CANNES — Merck has unveiled a new corporate purpose initiative, designed to tackle the growing challenges posed by life expectancy and ageing.
The WE100 platform, which Merck launched at Cannes, builds from research which demonstrates how some societies are struggling to address the issues posed by ageing populations, while others still require a significant increase in life expectancy.
In an interview with the Holmes Report, Merck Consumer Health CMO Atilla Cansun explained that the initiative is a "neutral brand" that is not intended to build the Merck business. Merck is setting aside seed funding for a range of projects, designed to focus on such areas as older people finding jobs, improving life expectancy in Africa, and managing healthcare challenges as people get older.
"My intention is to establish a neutral brand called WE100, designed for anyone, where we can bring a lot of upside potential for life quality," said Cansun. "We didn’t want, from a brand building perspective, Merck Consumer Health to overshadow WE100."
Merck arrived at the specific projects after polling their popularity with thousands of people around the world. They also found that 80% of respondents think society dramatically needs to change its attitude towards ageing, and 93% think children are not well enough educated to live a long, healthy life.
In addition, 80% think they will have lower chances to find a job when they are 50+ vs those younger, and 95% think they will not be supported by government to participate in society after retirement.
"Society separates the youngest from the oldest," said Cansun. "I would love to be able to recruit as early as 15-years-old and as late as 80-year-olds to have that insight from people who can walk in the shoes of people who are out there."
Cansun, a former P&G marketer, also noted that involving people in the project's genesis and progress would aim to ensure that he would not need to "spend $1bn to make a buzz".

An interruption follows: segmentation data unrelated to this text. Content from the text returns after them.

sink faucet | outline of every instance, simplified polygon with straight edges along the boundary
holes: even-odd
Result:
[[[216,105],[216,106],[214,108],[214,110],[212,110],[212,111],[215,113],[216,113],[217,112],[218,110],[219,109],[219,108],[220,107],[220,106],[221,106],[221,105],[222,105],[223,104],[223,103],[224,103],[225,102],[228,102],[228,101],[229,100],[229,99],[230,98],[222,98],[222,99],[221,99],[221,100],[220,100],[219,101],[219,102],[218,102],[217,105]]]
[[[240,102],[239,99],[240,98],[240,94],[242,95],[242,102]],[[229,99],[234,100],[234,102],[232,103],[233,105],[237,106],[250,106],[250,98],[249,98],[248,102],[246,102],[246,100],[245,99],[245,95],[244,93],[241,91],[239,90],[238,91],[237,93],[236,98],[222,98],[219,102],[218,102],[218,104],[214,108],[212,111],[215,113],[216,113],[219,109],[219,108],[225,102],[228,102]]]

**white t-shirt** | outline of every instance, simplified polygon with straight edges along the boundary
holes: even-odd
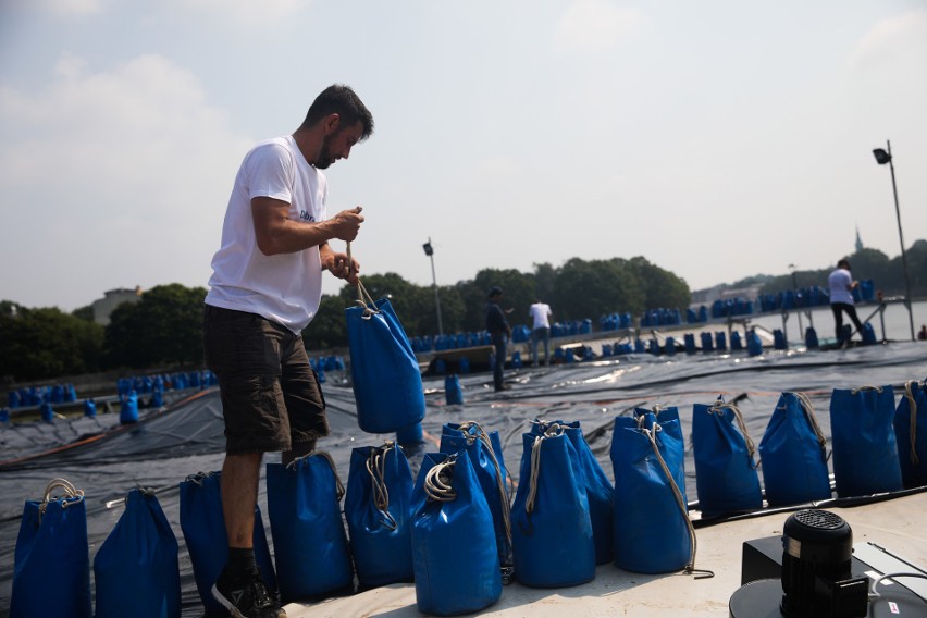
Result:
[[[546,302],[535,302],[531,306],[531,317],[534,319],[535,329],[549,329],[551,306]]]
[[[262,141],[242,162],[222,224],[222,244],[212,258],[206,304],[257,313],[299,333],[322,298],[319,248],[265,256],[258,248],[251,199],[289,203],[293,221],[324,221],[329,185],[292,136]]]
[[[837,269],[830,273],[830,276],[827,277],[827,285],[830,287],[830,301],[853,305],[853,291],[850,289],[852,283],[853,275],[846,269]]]

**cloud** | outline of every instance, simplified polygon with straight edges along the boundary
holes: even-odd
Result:
[[[0,259],[17,264],[5,293],[46,302],[30,295],[61,273],[55,296],[79,287],[88,301],[136,284],[203,285],[252,145],[227,125],[196,75],[156,54],[99,72],[65,54],[47,88],[0,87]]]
[[[927,9],[918,9],[878,22],[860,40],[851,58],[860,67],[880,69],[927,59]]]
[[[578,0],[557,22],[554,42],[558,49],[583,53],[607,51],[646,25],[636,9],[607,0]]]

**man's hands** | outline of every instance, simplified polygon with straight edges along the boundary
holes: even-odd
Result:
[[[325,245],[327,247],[327,245]],[[338,254],[331,249],[322,254],[322,268],[331,271],[333,275],[343,279],[351,285],[357,285],[357,273],[360,264],[354,258],[348,259],[347,254]]]
[[[363,223],[363,217],[360,211],[363,207],[356,206],[350,210],[343,210],[333,218],[325,221],[332,232],[332,236],[338,240],[351,242],[357,238],[360,232],[360,224]]]

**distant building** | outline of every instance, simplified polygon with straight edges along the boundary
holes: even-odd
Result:
[[[106,326],[110,323],[110,314],[113,312],[113,309],[123,302],[138,302],[140,299],[141,288],[138,286],[135,289],[120,287],[104,292],[102,298],[94,300],[94,321]]]

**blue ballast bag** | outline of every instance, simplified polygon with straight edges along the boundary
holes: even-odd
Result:
[[[63,490],[61,493],[53,493]],[[10,618],[90,618],[90,555],[84,492],[53,479],[26,500],[13,555]]]
[[[502,596],[493,516],[466,450],[427,453],[412,492],[412,565],[420,611],[479,611]]]
[[[522,434],[524,450],[511,507],[515,579],[534,588],[578,585],[595,577],[585,479],[561,425]]]
[[[613,531],[613,510],[615,503],[615,486],[605,470],[598,464],[598,458],[589,447],[582,434],[579,421],[546,421],[535,419],[531,423],[531,432],[543,434],[551,428],[559,425],[572,444],[571,455],[576,456],[573,468],[582,474],[586,499],[589,500],[589,518],[592,523],[592,535],[595,541],[595,563],[603,565],[613,558],[615,534]]]
[[[902,489],[891,385],[835,388],[830,396],[833,480],[840,497]]]
[[[181,530],[193,563],[194,579],[207,614],[227,614],[212,596],[212,586],[228,560],[228,535],[222,515],[222,474],[197,472],[181,482]],[[261,509],[255,507],[255,560],[271,594],[276,594],[276,574],[268,546]]]
[[[425,413],[419,362],[393,306],[373,301],[358,283],[358,307],[345,309],[357,422],[368,433],[392,433]]]
[[[722,398],[710,406],[695,404],[692,448],[703,516],[763,508],[759,474],[753,459],[756,446],[737,406]]]
[[[345,519],[363,588],[412,581],[412,472],[392,442],[351,450]]]
[[[134,489],[94,557],[96,618],[180,618],[177,537],[151,490]]]
[[[268,516],[284,603],[347,589],[354,580],[344,496],[327,453],[267,465]]]
[[[503,458],[502,442],[497,431],[485,432],[478,423],[445,423],[441,430],[441,453],[454,454],[466,450],[473,467],[480,487],[496,530],[499,564],[504,570],[512,564],[511,557],[511,499],[507,490],[507,472]],[[504,573],[508,578],[508,573]],[[508,579],[506,579],[508,582]]]
[[[905,487],[927,484],[927,385],[911,380],[894,412],[894,435]]]
[[[695,559],[679,412],[655,411],[617,417],[611,435],[615,565],[638,573],[690,570]]]
[[[769,506],[830,498],[827,438],[804,393],[782,393],[759,441]]]

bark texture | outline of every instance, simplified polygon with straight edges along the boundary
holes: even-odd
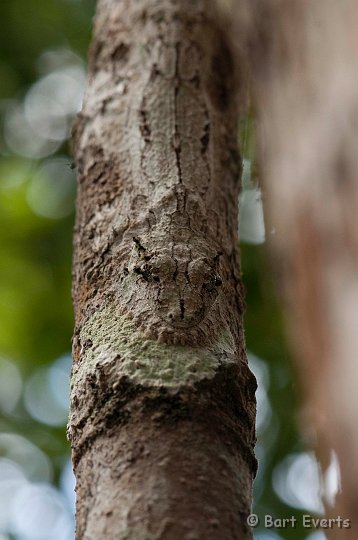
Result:
[[[98,2],[74,131],[78,540],[251,538],[239,84],[213,2]]]
[[[249,59],[269,232],[296,368],[302,427],[343,492],[327,512],[358,528],[358,4],[233,4]],[[237,29],[240,28],[238,32]],[[322,486],[323,487],[323,486]],[[323,487],[323,493],[325,492]],[[335,536],[336,535],[336,536]],[[353,535],[353,536],[352,536]]]

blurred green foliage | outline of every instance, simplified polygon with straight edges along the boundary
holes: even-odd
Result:
[[[67,395],[64,401],[60,395],[61,392],[67,394],[63,382],[67,379],[63,379],[63,373],[68,376],[73,327],[70,290],[75,183],[68,123],[73,116],[76,96],[71,97],[72,101],[67,99],[66,81],[72,81],[73,92],[82,84],[93,13],[92,0],[0,2],[3,23],[0,33],[0,392],[3,392],[3,398],[0,397],[0,469],[7,467],[9,471],[16,465],[11,474],[18,475],[16,478],[26,477],[28,491],[22,487],[21,493],[20,488],[11,492],[14,508],[18,500],[23,501],[24,493],[33,493],[31,489],[39,490],[41,486],[45,489],[43,482],[46,481],[47,490],[53,489],[49,487],[51,483],[55,489],[44,492],[46,504],[52,500],[54,508],[56,505],[59,508],[58,515],[67,516],[68,521],[67,529],[63,524],[58,525],[60,532],[57,533],[57,518],[47,523],[48,529],[43,525],[40,530],[30,515],[20,512],[20,523],[16,516],[5,519],[0,511],[0,540],[70,540],[73,536],[73,524],[66,514],[68,511],[71,515],[73,511],[66,415],[63,415]],[[64,82],[59,89],[57,81],[61,80]],[[42,86],[38,86],[39,82]],[[46,84],[49,86],[44,86]],[[51,90],[54,84],[57,93]],[[48,95],[41,94],[43,88],[49,89]],[[50,120],[47,122],[34,103],[41,104],[41,99],[45,103],[48,98],[54,105],[49,102]],[[44,109],[46,113],[47,105]],[[245,189],[258,186],[254,126],[252,114],[241,126],[243,154],[251,164]],[[250,212],[255,212],[255,208]],[[292,496],[285,498],[283,488],[281,491],[277,488],[279,481],[273,482],[277,467],[285,471],[287,456],[306,454],[296,429],[296,389],[284,341],[282,313],[274,292],[274,277],[265,246],[260,241],[257,244],[242,242],[242,272],[247,290],[246,340],[262,379],[259,473],[254,507],[259,516],[270,513],[282,518],[299,517],[304,508],[314,510],[312,502],[305,506],[302,500],[304,486],[296,493],[294,503]],[[67,357],[63,358],[64,355]],[[255,357],[258,358],[255,360]],[[9,434],[15,438],[6,438]],[[9,450],[9,441],[22,448],[16,456]],[[27,458],[27,465],[19,458],[20,454],[32,456]],[[39,466],[35,474],[29,470],[29,464],[35,467],[34,463],[47,463],[46,467],[52,472],[46,476],[44,466],[42,469]],[[288,468],[286,472],[289,477]],[[281,474],[281,484],[284,477],[285,473]],[[291,485],[285,489],[294,492],[296,488],[298,490]],[[306,485],[306,493],[310,489],[311,486]],[[67,498],[68,507],[62,496]],[[40,505],[32,512],[46,514],[46,508]],[[310,532],[299,526],[277,530],[275,534],[272,530],[258,529],[256,538],[294,540],[308,538]],[[316,535],[314,538],[324,537]]]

"95% of these things have fizzled away," admitted Cansun. "Unless you can share it beyond a few 100 people at Cannes, it just fades away. This won’t go anywhere unless people wholeheartedly believe in it."
The initiative follows a six-month effort, working with Ogilvy, to redefine Merck's corporate brand. Weber Shandwick is also providing PR support.
"I don’t want to make this a commercial deal," said Cansun. "Our financial planning has nothing to do with WE100, aside from investing in it to get it out of its infancy and give it legs."
Cansun would not disclose how much Merck is investing in WE100 but noted that Merck invests 20% of its $1bn sales in marketing and brand-building.
"There may have been one before, but it wasn’t capturing the essence of what’s in the DNA of the company," said Cansun of Merck's previous cause marketing efforts. "The company is seen as a silent giant. The past six to nine months has been about how do we grasp this visually and verbally, and ignite a movement that will help out millions and billions."
Cansun also noted that the initiative was important for Merck to distinguish itself from other healthcare and consumer companies.
"It’s very fundamental in 2016 for everybody to know in what they are doing, the why," he said. "People are outgrowing transactions. Definitely the new ones are not excited about the salary. They are excited about other views on life."
"When you talk to new graduates they have a more reserved and cautious view of the corporate life — they are asking why I should be choosing you rather than another one of the 10 consumer companies out there," continued Cansun. "On a human level it does make a huge difference for a company like Merck Consumer Health. We can only stick out if our employees are more motivated, more energised and more creative. Working with their hearts rather than their minds."